Pleased to share that Tromarama’s newly commissioned project, Upon a Machine, will debut at The Kitchen. The Indonesian art collective was founded in 2006 by Febie Babyrose, Herbert Hans, and Ruddy Hatumena. Known for their investigations into hyperreality and the porous boundaries between virtual and physical worlds, Tromarama creates immersive, multimedia environments that merge video, installation, and algorithmic processes.
Marking the collective’s first institutional exhibition in the United States, the project extends their ongoing inquiry into the blurred lines between labor and leisure through the use of artificial intelligence. Departing from earlier works that mined social media data, Tromarama will develop a new work using context conditioning to an AI model, using their personal literary and music archives. This more intimate dataset becomes a lens through which the artists examine how personal and social histories are reinterpreted and remixed by generative technologies.
Two literary and cultural references anchor the project: The Life and Times of Scrooge McDuck (1992–94), a serialized comic tracing capital accumulation through nostalgia, and How to Read Donald Duck: Imperialist Ideology in the Disney Comic (1971), a pioneering Marxist critique by Ariel Dorfman and Armand Mattelart. By bringing these works into dialogue, Tromarama examines how global pop culture constructs myths of wealth, labor, and aspiration within postcolonial and rapidly digitizing economies. These texts appear in the installation as karaoke-style projections paired with a sound composition that reinterprets Disney’s 1940 anthem, “When You Wish Upon a Star.” Played on recorders and integrated into the sculptural installation, the sonic abstraction of the iconic melody will activate the space during the exhibition and in a series of live events, offering audiences shared moments of participation and reflection.
A conceptual extension of their recent residency at Art Explora – Cité internationale des arts in Paris and their 2025 exhibition Ping Inside Noisy Giraffe at the Songeun Art and Cultural Foundation in Seoul, the installation generates sounds and texts drawn from the scanned media. The resulting environment is at once playful and reflective, interrogating how even moments of leisure can be subsumed within systems of productivity.

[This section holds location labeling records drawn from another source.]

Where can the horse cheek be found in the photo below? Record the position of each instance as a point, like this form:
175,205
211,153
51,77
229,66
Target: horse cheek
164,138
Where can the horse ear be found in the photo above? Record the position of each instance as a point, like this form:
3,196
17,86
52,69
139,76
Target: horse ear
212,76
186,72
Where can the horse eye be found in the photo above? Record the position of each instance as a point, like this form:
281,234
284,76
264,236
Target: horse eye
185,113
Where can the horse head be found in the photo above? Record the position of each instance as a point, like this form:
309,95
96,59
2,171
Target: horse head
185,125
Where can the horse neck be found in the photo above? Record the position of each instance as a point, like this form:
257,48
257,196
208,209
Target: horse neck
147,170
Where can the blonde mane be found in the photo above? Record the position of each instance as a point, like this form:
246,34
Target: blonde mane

To further expand the project’s dialogue and visibility, The Kitchen will host a robust set of live programs including performances that activate the installation, public dialogues, and community workshops that examine the intersections of sound, image, and critique within contemporary transnational contexts.
Extending beyond the gallery, the project considers how information, images, and sound circulate across physical and digital networks, shaping experience and perception. By tracing these flows, Tromarama reflects on the entanglements of technology, consumer culture, and daily life, and on how intelligent systems mediate acts of seeing, listening, and participation. The work ultimately positions the exhibition itself as a dynamic site of critical exchange—one that invites audiences to consider how technological mediation structures both private and collective experience.